Doping is often discussed as the individual athlete’s own decision. The athlete wants to win and strategically chooses to take drugs to reach the goal.
When the cyclist Lance Armstrong recently confessed that he used performance enhancing drugs while he won Tour de France seven times, he personally took responsibility for his actions and presented doping as his own decision.
Simultaneously, he said in the interview with Oprah Winfrey that he didn’t feel like a cheater while he was using the drugs. Doping was experienced as part of the job.

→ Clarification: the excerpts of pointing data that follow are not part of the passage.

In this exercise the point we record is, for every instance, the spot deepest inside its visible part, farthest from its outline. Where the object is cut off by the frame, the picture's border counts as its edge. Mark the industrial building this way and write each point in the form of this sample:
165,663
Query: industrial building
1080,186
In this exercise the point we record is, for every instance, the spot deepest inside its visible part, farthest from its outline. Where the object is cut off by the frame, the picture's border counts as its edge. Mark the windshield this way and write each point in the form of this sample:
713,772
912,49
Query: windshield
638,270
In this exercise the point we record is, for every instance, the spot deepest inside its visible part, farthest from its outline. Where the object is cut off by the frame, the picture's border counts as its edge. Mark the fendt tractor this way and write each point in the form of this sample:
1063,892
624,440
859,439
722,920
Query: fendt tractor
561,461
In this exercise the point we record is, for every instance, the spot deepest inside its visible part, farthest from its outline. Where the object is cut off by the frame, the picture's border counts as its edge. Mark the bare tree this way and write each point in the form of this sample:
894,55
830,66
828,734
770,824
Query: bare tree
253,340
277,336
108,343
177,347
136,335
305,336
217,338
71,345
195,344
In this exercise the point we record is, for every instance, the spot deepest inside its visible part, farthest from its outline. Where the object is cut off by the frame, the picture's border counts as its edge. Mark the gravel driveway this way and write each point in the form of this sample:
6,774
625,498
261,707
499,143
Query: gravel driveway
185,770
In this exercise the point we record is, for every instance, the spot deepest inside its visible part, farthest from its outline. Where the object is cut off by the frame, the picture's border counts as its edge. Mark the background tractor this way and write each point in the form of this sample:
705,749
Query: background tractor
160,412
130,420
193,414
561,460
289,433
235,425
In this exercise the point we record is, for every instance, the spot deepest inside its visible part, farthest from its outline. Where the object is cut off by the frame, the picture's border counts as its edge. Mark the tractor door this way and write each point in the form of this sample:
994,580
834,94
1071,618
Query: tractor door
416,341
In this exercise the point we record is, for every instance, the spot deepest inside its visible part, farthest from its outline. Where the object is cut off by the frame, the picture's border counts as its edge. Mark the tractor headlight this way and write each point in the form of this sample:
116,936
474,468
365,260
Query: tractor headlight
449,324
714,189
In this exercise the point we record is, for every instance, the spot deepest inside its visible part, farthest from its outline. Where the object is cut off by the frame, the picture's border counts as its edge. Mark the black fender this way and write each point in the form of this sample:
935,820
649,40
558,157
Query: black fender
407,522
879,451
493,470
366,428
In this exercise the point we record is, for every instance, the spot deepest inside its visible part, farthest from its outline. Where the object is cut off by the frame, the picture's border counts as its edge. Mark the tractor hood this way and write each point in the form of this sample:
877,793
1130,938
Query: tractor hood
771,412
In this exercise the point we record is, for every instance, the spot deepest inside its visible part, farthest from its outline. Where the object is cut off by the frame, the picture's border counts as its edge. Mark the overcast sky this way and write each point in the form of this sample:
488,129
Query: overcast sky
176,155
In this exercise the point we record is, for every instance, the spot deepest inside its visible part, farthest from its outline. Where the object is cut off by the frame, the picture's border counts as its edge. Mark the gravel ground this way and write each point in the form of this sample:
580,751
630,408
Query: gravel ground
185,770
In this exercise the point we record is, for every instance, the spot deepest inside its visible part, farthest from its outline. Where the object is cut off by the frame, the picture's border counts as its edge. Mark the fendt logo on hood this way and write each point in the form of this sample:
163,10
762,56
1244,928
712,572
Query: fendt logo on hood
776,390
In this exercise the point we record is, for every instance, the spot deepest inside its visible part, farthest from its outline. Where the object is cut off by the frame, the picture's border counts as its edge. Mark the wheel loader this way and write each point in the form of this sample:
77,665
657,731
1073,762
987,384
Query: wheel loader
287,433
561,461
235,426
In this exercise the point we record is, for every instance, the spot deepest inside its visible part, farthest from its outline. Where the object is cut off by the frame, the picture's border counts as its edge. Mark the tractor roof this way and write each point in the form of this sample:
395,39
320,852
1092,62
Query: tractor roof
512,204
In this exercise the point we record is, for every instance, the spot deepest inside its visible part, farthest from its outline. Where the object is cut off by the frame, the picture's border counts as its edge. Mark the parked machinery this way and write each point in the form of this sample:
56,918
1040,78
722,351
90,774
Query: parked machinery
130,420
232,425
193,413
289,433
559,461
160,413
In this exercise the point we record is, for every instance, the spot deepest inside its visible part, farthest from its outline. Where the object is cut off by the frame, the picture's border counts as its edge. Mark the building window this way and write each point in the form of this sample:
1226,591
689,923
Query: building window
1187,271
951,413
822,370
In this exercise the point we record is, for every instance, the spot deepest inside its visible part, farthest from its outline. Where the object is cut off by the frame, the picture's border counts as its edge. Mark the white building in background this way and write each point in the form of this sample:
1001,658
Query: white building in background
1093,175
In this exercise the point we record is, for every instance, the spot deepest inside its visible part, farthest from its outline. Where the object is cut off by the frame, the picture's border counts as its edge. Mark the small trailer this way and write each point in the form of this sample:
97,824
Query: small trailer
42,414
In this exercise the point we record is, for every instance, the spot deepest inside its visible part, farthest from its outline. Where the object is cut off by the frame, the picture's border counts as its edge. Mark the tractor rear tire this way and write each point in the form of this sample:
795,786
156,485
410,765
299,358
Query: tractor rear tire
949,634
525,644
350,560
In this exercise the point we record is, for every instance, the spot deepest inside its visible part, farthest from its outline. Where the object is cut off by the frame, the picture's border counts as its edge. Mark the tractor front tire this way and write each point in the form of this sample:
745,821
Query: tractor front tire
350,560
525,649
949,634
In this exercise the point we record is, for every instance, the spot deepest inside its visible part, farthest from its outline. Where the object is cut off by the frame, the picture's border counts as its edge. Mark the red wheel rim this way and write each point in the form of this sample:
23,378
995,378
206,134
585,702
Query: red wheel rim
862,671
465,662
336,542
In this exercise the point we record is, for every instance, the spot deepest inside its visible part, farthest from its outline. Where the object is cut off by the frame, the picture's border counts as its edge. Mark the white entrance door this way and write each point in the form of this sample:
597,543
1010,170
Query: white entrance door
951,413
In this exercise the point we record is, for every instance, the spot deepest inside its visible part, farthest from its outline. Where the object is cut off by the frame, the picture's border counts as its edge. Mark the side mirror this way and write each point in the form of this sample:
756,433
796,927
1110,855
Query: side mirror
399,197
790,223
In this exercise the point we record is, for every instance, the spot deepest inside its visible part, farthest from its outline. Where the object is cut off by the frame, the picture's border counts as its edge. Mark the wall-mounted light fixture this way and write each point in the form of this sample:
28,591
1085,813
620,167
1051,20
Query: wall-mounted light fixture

It didn’t feel wrong while it went on!
He suddenly spoke of doping not in terms of individuals making strategic choices, but as a doping culture to which he had belonged without reflecting or making conscious choices, and which he now wanted to change.
In a recent article in Sport, Ethics and Philosophy, Ashkan Atry investigates, with Mats G. Hansson and Ulrik Kihlbom, this easily neglected collective origin of individual athletes’ feelings of right and wrong.
Lance Armstrong confessed doping and took full responsibility for it as his own choice. It belongs to the dramaturgy of the responsible confession. But perhaps this dramaturgy presents doping in a misleadingly individualistic light?
Ashkan Atry thinks so. Doping is a culture, materially and emotionally. The phenomenon reaches beyond the individual athlete, and involves not only team-mates but also coaches, doctors, sponsors and fans (with their demands for superhuman performances).
The feeling that it is okay to dope is socially created. To successfully handle doping, we must avoid tempting individualistic perspectives and focus more on social processes and what Atry calls emotional cultures in sport.
I recommend the article as a refreshingly realistic approach to a phenomenon that otherwise easily evokes ineffective moralizing gestures.